Wiceprezes Lot Konrad Tyrajski zapowiedział, że ostateczny wynik netto na koniec 2008 roku może być lepszy, jeśli dojdzie do transakcji sprzedaży 33% akcji spółki Casinos Poland. Obecnie trwa analiza, w jaki sposób ma do tego dojść. _ - Może być sprzedaż dla inwestora, przez GPW lub w drodze przetargu _ - powiedział.

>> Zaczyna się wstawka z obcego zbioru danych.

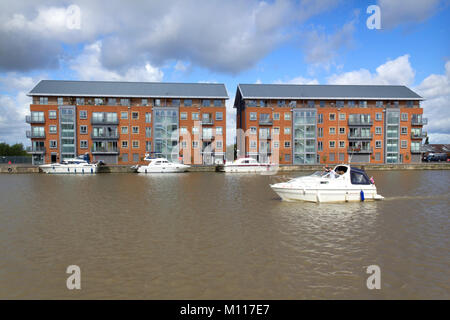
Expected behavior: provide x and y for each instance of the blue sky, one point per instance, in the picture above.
(228, 42)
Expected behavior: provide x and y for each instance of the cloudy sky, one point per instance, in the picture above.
(231, 42)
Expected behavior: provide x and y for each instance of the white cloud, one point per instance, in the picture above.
(398, 71)
(88, 67)
(399, 12)
(436, 90)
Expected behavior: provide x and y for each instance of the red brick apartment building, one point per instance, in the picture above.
(307, 124)
(120, 122)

Tyrajski powtórzył, że Lot nie przewiduje obecnie pozbywania się akcji Banku Pekao SA, a walory te chce wykorzystać jako zabezpieczenie kredytów. _ Nie sądzimy, aby to był dobry moment na sprzedaż _ - stwierdził.
Polskie Linie Lotnicze Lot posiadają pakiet 2,5 mln akcji Banku Pekao SA. UCI ma obecnie 59,28% akcji banku, a Skarb Państwa - 3,96%. Kapitał Pekao SA dzieli się na 262.212.629 akcji.
We wtorek po godz. 15-ej za akcję banku płacono na GPW ok. 169 zł, co oznacza, że pakiet znajdujący się w posiadaniu PLL Lot ma wartość ok. 423 mln zł.
Program naprawczy Lot zakłada m.in. stymulację przychodów poprzez uruchomienie nowych kanałów sprzedaży, optymalizację siatki połączeń, zwiększenie efektywności kosztowej oraz poprawę współpracy z PPL i z partnerami w ramach Star Alliance.
_ - Jest to program ogromnie ambitny, ale realny _ - podkreślił prezes. Dodał, że są nim też objęte spółki zależne, m.in. Centralwings, która ma osiągnąć rentowność już w 2009 roku.
Już w połowie czerwca Lot sygnalizował znaczące pogorszenie sytuacji rynkowej, w postaci nasilonej konkurencji oraz wysokich cen ropy.
Obecnie 67,97% akcji LOT-u posiada Skarb Państwa, a 25,1% akcji przewoźnika ma syndyk masy upadłościowej SAirLines BV, które w 1999 roku nabył od Skarbu Państwa szwajcarski holding SAirGroup, właściciel m.in. linii Swissair, które zbankrutowały w 2001 roku. Pozostałe 6,93% walorów to akcje pracownicze.
Według wcześniejszych informacji, oferta publiczna - nowych akcji i ewentualnie też istniejących akcji - miała się składać z akcji syndyka i części akcji Skarbu Państwa, który po tej transakcji pozostawi sobie 51% walorów Lot, zgodnie z obowiązującym prawem, zobowiązującym go do zatrzymania minimum takiego pakietu akcji.
Po uchyleniu tego przepisu, SP będzie mógł przeprowadzić kolejny etap sprzedaży akcji Lot poprzez ofertę publiczną, albo sprzedaż inwestorom strategicznym lub finansowym.